Рядом было три магазина, на трех углах. Гастроном? Мимо! Галантерейно-парфюмерный? Мимо!! Магазин спортивных и фотографических принадлежностей… То, что надо!
Теперь ты будешь жить искусством, служить искусству, иметь дело с отражениями жизни! Лучше всего было бы купить фотоаппарат, чтобы свой, и только свой, взгляд на мир был запечатлен со всей очевидностью…
На фотоаппарат, даже самый дешевый, денег никак не хватало.
Служитель искусства должен быть силен, крепок, вынослив… вот и Чехов говорил, что в человеке должно быть все прекрасно. А прекрасно ли твое тело, безвылазно протухавшее в библиотеках уже полгода? Нет, оно далеко не прекрасно. Так сделай же его прекрасным!
И я купил эспандер!
На дорогой, с металлическими сверкающими пружинами, денег не хватило, еле-еле хватило на простой, с шестью резиновыми жгутами, упрятанными в пестренькую матерчатую оболочку, и деревянными рукоятками.
Бросился домой и тут же начал новую жизнь.
Я растягивал тугие жилы на груди, закидывал резинки за спину, вытягивал вверх, накидывал на шею, сгибался, разгибался… Вскоре моя фантазия в придумывании упражнений с эспандером стала иссякать. Тогда решил проверить, достанет ли у меня силы максимально вытянуть это шестижильное орудие. Как это сделать? Очень просто! Одну рукоятку прижимаете ступней левой ноги к полу, а вторую правой рукой вытягиваете максимально вверх.
Задумано — сделано! В новой жизни все будет и впредь только так.
Правая рука, вытягивавшая тугие новенькие резиновые жгуты вверх, уже почти разогнулась, почти выпрямилась, тут-то я и решил проверить, хорошо ли левая ступня держит у пола деревянную рукоятку. Я взглянул вниз…
О! сотня солнц разом вспыхнула у меня в правом глазу. Вспыхнула — и рассыпалась тысячей огней. Это было незабываемо!
Вспышка. Фейерверк! И только потом обжигающая боль.

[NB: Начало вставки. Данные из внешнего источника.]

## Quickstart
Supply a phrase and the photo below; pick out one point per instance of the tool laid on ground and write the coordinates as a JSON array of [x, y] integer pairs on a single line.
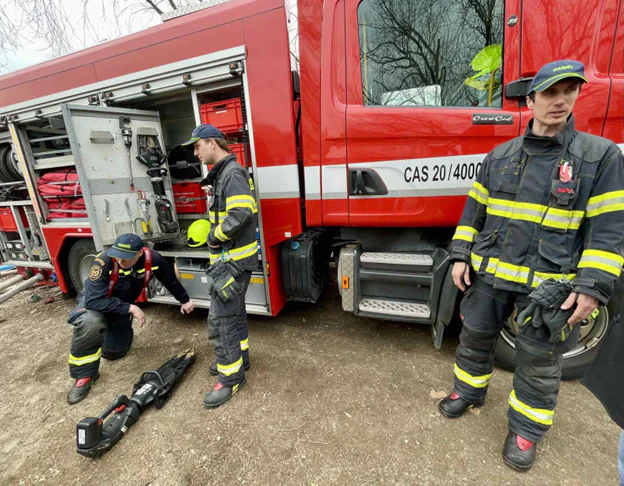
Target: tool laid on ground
[[152, 156], [96, 435]]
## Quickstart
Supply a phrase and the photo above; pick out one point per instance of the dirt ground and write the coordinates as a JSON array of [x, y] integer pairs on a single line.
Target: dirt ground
[[330, 399]]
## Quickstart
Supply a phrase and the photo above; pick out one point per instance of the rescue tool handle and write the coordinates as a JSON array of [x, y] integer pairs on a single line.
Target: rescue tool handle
[[118, 402]]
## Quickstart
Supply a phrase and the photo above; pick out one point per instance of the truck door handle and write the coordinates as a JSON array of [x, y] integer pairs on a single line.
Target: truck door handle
[[366, 182]]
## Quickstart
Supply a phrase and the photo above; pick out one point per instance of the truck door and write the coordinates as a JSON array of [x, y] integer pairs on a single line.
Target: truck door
[[122, 194], [425, 84], [549, 33]]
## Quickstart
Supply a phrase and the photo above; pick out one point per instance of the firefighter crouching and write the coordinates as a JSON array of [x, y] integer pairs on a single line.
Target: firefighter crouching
[[546, 207], [233, 256], [103, 316]]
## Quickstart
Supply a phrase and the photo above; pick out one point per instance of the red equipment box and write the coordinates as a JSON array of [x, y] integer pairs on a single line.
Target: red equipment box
[[238, 149], [7, 222], [225, 115], [189, 197]]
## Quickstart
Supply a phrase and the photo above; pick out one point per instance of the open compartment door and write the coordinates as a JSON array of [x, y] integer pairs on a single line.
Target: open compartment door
[[122, 194]]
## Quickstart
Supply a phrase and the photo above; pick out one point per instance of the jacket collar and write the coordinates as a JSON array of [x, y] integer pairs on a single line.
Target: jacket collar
[[535, 143], [216, 170]]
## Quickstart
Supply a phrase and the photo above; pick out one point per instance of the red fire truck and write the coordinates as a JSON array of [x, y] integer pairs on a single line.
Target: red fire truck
[[363, 158]]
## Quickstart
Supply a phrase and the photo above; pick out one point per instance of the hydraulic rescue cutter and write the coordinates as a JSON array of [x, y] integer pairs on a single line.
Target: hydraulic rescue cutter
[[97, 435]]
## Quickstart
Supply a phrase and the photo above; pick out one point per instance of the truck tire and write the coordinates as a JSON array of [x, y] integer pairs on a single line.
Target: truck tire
[[79, 261], [575, 362]]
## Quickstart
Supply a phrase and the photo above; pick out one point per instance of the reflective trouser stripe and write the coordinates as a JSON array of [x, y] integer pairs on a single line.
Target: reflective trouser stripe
[[228, 370], [539, 415], [475, 381], [465, 233], [602, 260], [83, 360]]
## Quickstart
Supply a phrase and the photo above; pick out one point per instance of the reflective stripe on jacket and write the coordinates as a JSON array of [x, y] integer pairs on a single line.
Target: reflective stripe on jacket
[[546, 207]]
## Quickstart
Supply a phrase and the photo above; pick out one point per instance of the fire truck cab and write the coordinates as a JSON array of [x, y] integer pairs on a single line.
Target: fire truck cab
[[362, 159]]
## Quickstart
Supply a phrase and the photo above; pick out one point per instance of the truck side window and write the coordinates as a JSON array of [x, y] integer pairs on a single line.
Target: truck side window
[[431, 52]]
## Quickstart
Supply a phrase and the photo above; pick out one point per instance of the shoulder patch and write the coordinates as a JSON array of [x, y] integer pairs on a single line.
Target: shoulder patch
[[95, 272]]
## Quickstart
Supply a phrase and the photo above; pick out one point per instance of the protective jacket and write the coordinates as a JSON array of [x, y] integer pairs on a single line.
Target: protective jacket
[[129, 284], [233, 213], [546, 207]]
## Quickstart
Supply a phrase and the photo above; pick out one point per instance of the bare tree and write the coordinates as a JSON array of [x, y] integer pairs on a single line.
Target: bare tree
[[24, 22], [420, 52]]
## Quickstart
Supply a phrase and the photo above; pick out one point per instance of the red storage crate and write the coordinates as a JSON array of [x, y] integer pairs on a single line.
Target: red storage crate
[[7, 222], [238, 149], [225, 115], [189, 197]]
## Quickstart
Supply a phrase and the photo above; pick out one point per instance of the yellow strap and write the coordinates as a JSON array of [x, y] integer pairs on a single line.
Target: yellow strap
[[83, 360]]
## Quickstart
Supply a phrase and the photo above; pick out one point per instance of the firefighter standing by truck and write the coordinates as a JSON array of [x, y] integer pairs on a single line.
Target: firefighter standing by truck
[[544, 205], [233, 256], [103, 317]]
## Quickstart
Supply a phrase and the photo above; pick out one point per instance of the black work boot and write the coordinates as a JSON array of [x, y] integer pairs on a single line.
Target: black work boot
[[220, 394], [212, 369], [81, 388], [518, 452], [455, 406]]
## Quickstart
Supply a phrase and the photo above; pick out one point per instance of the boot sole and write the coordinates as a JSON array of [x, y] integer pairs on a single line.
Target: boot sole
[[517, 467], [218, 404], [216, 373], [81, 398], [457, 415]]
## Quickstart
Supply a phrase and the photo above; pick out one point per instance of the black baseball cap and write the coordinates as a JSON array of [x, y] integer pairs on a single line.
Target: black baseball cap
[[126, 246], [204, 131], [555, 71]]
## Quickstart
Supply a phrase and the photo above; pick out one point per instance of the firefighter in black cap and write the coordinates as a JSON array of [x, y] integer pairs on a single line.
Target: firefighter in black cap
[[103, 316], [546, 207]]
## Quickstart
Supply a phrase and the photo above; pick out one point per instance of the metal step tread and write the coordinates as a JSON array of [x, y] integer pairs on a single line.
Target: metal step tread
[[395, 308], [396, 258]]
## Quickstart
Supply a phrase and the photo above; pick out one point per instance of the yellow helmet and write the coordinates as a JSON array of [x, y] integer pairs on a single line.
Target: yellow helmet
[[197, 234]]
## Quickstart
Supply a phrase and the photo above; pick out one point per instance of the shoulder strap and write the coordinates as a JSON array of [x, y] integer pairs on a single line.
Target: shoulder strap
[[148, 267], [112, 279]]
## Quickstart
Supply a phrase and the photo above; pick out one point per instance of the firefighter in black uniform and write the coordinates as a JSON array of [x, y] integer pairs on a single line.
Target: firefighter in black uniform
[[233, 256], [103, 316], [546, 205]]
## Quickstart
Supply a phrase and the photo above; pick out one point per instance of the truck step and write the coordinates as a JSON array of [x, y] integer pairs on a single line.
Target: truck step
[[408, 259], [395, 308]]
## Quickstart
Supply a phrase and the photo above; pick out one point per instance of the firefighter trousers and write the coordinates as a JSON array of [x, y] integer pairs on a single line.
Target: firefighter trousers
[[228, 332], [97, 335], [532, 401]]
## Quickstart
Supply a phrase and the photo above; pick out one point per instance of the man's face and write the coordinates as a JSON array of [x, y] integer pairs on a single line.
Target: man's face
[[553, 105], [127, 263], [206, 151]]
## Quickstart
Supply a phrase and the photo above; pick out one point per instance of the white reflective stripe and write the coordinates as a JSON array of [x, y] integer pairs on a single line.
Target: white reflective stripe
[[426, 176], [228, 370], [539, 415], [474, 381], [278, 182], [83, 360], [312, 177]]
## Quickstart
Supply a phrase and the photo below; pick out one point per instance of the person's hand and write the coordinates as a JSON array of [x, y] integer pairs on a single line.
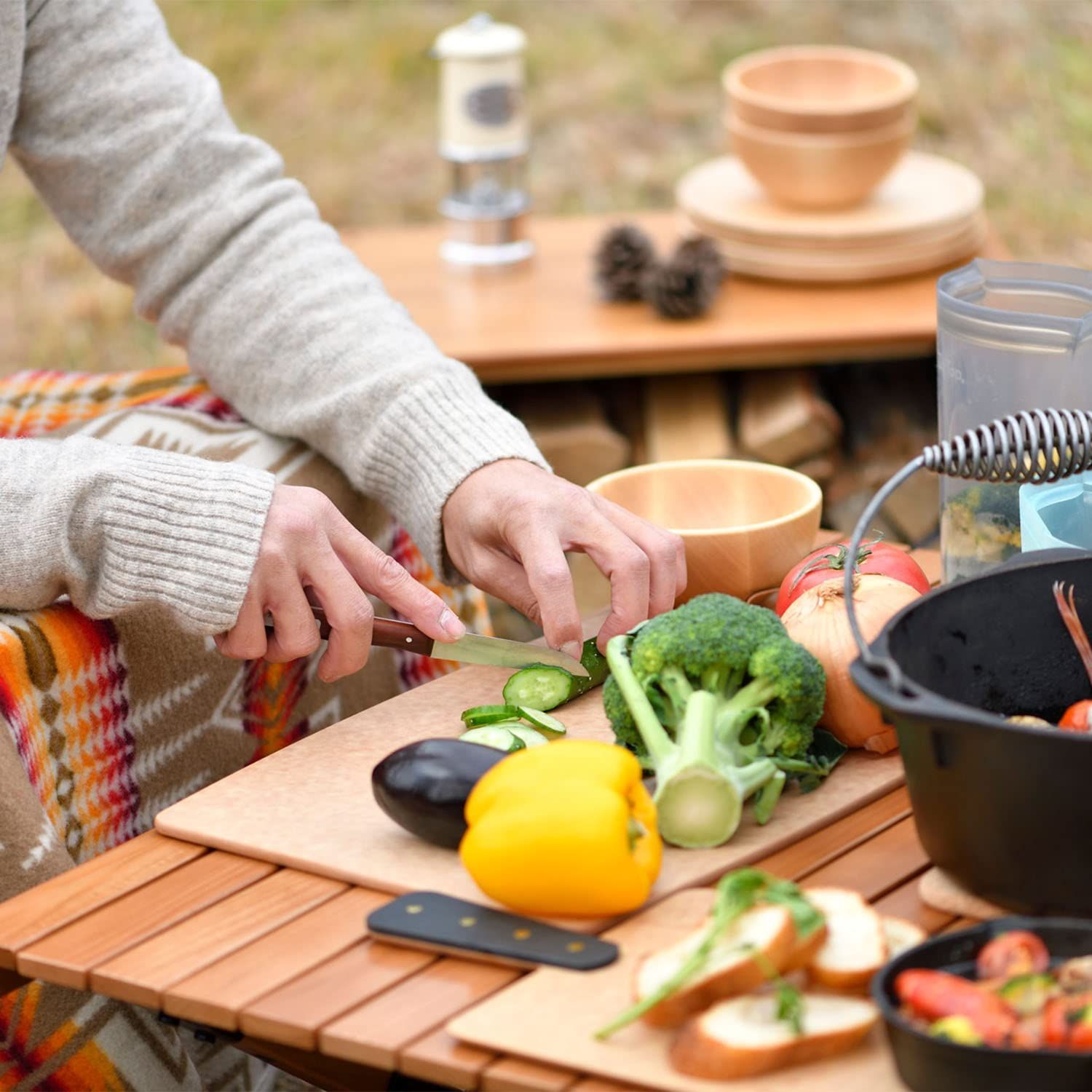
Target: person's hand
[[508, 526], [309, 552]]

Уверяю вас, далеко не каждому боксеру, а может быть, и ни одному на свете не дано было испытать такой удар. Да, их бьют, бьют в лицо и часто попадают в глаз. Все правильно. Но чем бьют? Не палкой же! Их бьют ничем не приумноженной силой человеческой мышцы. Их бьют мягкими, это надо подчеркнуть особо, кожаными перчатками, и то бывает на рожу смотреть страшно. Я же получил удар, по сути дела, деревянным снарядом, выпущенным из ручной катапульты с очень близкого расстояния.

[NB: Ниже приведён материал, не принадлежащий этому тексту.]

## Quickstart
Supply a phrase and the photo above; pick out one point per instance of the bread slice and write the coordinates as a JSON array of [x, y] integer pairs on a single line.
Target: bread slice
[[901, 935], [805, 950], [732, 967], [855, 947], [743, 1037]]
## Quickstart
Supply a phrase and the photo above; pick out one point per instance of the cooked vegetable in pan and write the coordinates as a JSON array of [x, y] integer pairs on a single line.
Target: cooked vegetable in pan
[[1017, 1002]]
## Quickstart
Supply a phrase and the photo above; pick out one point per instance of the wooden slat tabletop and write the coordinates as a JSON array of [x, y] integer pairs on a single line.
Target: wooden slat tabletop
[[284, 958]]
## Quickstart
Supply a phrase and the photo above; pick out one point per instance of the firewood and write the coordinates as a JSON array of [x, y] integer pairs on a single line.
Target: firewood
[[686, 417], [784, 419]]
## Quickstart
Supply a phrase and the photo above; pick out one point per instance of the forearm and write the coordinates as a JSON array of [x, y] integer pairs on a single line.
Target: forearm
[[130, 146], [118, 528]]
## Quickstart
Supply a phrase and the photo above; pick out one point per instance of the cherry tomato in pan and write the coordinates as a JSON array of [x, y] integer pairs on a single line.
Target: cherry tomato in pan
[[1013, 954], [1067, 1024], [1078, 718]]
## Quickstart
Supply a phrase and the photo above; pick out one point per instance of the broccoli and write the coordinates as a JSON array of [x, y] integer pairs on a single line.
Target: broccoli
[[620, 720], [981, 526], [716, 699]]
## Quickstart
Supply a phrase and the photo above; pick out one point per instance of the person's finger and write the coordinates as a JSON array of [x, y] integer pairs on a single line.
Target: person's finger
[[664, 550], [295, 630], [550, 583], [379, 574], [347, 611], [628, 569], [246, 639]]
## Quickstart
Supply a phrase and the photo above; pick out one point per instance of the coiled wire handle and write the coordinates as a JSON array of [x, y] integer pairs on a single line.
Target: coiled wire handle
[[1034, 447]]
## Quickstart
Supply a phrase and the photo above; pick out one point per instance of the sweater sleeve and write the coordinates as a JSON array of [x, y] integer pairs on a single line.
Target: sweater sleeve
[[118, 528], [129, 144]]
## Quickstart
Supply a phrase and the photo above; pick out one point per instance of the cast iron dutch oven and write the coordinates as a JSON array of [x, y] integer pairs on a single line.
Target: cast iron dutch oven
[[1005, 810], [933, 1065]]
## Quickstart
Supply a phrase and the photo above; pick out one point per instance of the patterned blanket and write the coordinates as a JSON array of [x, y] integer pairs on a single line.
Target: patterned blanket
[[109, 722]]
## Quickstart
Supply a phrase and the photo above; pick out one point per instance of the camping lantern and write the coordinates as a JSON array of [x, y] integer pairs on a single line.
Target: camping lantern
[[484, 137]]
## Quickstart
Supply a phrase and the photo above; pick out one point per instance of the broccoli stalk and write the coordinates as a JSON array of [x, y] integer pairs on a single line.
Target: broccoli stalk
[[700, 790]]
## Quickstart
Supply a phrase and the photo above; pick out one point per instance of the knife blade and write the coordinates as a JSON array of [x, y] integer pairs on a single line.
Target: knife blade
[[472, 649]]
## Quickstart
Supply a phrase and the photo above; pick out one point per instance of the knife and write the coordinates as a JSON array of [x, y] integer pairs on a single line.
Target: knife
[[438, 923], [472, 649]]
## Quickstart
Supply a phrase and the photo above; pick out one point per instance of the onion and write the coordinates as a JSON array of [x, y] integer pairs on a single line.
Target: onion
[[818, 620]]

Печаль не радость, здесь все происходит само собой.
Я взвыл, но как?! Едва ли я взвыл бы так же, если б не увидел себя в списках принятых в институт. Бросился в ванную, пустил холодную воду в тщетной надежде смыть со своего лица фиолетовую печать собственной глупости. Сколько я ни поливал себя водой, сколько ни прикладывал к лицу ледяных компрессов, глаз медленно погружался в щель, образованную верхней и нижней, словно накачанными воздухом, цветными подушками.

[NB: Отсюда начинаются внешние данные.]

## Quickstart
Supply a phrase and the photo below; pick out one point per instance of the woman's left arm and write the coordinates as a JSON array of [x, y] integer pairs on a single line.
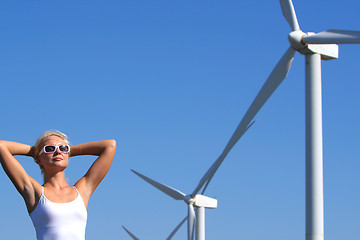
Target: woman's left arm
[[105, 150]]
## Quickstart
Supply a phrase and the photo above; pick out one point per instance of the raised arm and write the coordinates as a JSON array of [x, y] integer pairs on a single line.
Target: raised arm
[[17, 174], [106, 151]]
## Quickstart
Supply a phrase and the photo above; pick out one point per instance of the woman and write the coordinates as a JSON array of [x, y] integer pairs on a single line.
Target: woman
[[58, 211]]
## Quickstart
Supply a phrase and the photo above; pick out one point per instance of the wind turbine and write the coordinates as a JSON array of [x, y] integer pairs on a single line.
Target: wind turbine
[[199, 201], [315, 47]]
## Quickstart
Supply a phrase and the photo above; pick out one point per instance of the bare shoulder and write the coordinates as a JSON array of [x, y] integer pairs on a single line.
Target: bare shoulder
[[32, 194], [83, 190]]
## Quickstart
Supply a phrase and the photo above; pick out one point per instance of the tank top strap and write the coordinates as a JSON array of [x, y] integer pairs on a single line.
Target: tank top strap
[[76, 190]]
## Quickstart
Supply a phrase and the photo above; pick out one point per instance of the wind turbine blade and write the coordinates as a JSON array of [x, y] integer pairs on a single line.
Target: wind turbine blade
[[176, 229], [209, 175], [191, 222], [333, 37], [131, 235], [289, 13], [176, 194], [275, 78]]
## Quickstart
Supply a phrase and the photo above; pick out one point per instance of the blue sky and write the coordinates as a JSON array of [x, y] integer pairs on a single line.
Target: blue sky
[[170, 81]]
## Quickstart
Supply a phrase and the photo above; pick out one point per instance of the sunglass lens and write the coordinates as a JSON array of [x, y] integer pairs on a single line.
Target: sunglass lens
[[50, 148], [64, 148]]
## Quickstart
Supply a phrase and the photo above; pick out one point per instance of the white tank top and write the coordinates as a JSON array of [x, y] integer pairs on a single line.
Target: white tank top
[[59, 221]]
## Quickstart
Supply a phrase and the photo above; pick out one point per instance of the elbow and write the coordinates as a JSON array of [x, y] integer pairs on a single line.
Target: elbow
[[112, 144]]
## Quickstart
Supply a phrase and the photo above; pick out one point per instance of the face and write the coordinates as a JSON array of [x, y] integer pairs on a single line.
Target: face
[[54, 160]]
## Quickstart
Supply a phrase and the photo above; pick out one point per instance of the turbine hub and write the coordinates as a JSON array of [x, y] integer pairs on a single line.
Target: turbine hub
[[295, 39]]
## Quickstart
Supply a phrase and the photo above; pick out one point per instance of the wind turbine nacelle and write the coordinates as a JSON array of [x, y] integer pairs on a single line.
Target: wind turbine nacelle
[[203, 201], [327, 51]]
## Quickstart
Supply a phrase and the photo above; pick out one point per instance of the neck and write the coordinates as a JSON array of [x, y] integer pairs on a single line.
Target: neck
[[56, 179]]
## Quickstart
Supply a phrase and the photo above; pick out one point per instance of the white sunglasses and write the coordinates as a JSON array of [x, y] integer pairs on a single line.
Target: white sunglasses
[[53, 148]]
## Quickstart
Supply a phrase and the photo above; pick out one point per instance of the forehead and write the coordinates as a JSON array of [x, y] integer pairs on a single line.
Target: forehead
[[54, 140]]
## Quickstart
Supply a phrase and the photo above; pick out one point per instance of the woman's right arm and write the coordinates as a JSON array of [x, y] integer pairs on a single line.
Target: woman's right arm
[[17, 174]]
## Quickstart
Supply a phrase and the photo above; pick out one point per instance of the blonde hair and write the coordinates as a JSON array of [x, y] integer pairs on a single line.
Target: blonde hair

К боли примешивались и печаль и отчаяние. Так хотелось помчаться на Моховую и своими глазами увидеть свою фамилию в заветном списке. Такое бывает раз в жизни. А увидеть счастливчиков рядом, познакомиться?.. Но мой глаз как раз и не годился для того, чтобы что-то разглядывать ни в списках, ни в лицах счастливчиков. Знакомиться и всем по очереди объяснять: это украшение я получил не в пьяной драке, а во время спортивного упражнения. «Знаете, если эспандер взять вот так, ногой зацепить одну рукоятку, а другой вытянуть максимально вверх, а потом посмотреть вниз…»
Кто же дослушает, и уж тем более, кто же поверит.
До начала занятий оставались считанные дни. Даже мечтать о том, что за это время фингал угаснет, не приходилось, напротив, он только еще распустится, наберет махрового цвета.